Once that protection is lifted, evictions for nonpayment will flood court systems across the state and tenants will need to turn to their local governments for some type of relief.
“Everything is falling apart and fucking Garcetti and the city don’t do anything,” said Abel, a 22-year-old former waiter who was laid off in April and is unable to pay his full rent on an apartment he shares with two roommates. Abel does not want his full name published due to fear of retaliation from his landlord.
“I’m not special, OK. There’s a bunch of people who can’t make rent. If I become homeless, I’m going to set a tent right here,” Abel said, stomping his foot outside the mayor’s mansion at a protest in late July.
Roughly 66,000 people are homeless in LA County and 41,000 in the city according to data released January, but those figures do not factor in the economic fallout from Covid-19.
Estimates vary but hundreds of thousands of tenants in LA County could be kicked out of their homes for nonpayment during the pandemic.
Elena Popp, attorney with the Eviction Defense Network, said Governor Gavin Newsom has provided little to no help for tenants across the state, and the only official action stemming the flood of evictions was the judicial council’s Rule 1 that froze evictions in March.
“Rule 1 was a tourniquet on a gaping wound, or to mix my metaphors, stopped a 365,000 to 600,000 eviction tsunami that would have hit our shores in the first week of April, May, June or July,” Popp said in an interview. “Our local elected officials looked at that wound and said, ‘Hey, let’s put a Band-Aid on that.”
The city of LA will pay $103 million in rental assistance for 50,000 randomly selected families. The city will pay up to $2,000 in rent for tenants who applied last month to be part of the program.
More than 100,000 people applied when the application window opened, according to city officials. The program is meant to stem the deluge of evictions, but could have been spent somewhere else, according to Gary Blasi, UCLA professor emeritus and lead author of the Luskin Institute on Inequality and Democracy study “UD Day: Impending Evictions and Homelessness in Los Angeles.”

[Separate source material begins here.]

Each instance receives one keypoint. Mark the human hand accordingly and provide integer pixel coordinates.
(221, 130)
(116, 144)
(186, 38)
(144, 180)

“That money could have been spent on subsidizing out-of-work residents,” Blasi said in an interview. “It really is just a $100 million transfer of money to landlords and will only temporarily delay evictions.”
According to available data, the best-case scenario shows 200,000 to 600,000 people will be evicted when the courts accept unlawful detainer motions again.
“That’s a real conservative estimate and probably far lower than the reality of the crisis,” Blasi. He paused to punctuate how drastic an influx of that number of people being forced out of their homes would look like in a major city like Los Angeles and wonders why local lawmakers are not doing more.
“Do these people have any idea what’s coming around the corner? It will be the biggest event of any civil consequence in any modern metro city,” Blasi said.
His study references Hoovervilles, the shanty towns built during the Great Depression for the unemployed masses and named after then President Herbert Hoover.
“My working title for this study was going to be ‘Avoiding the Camps’ because that’s where we’re headed and it sounds more serious,” Blasi said.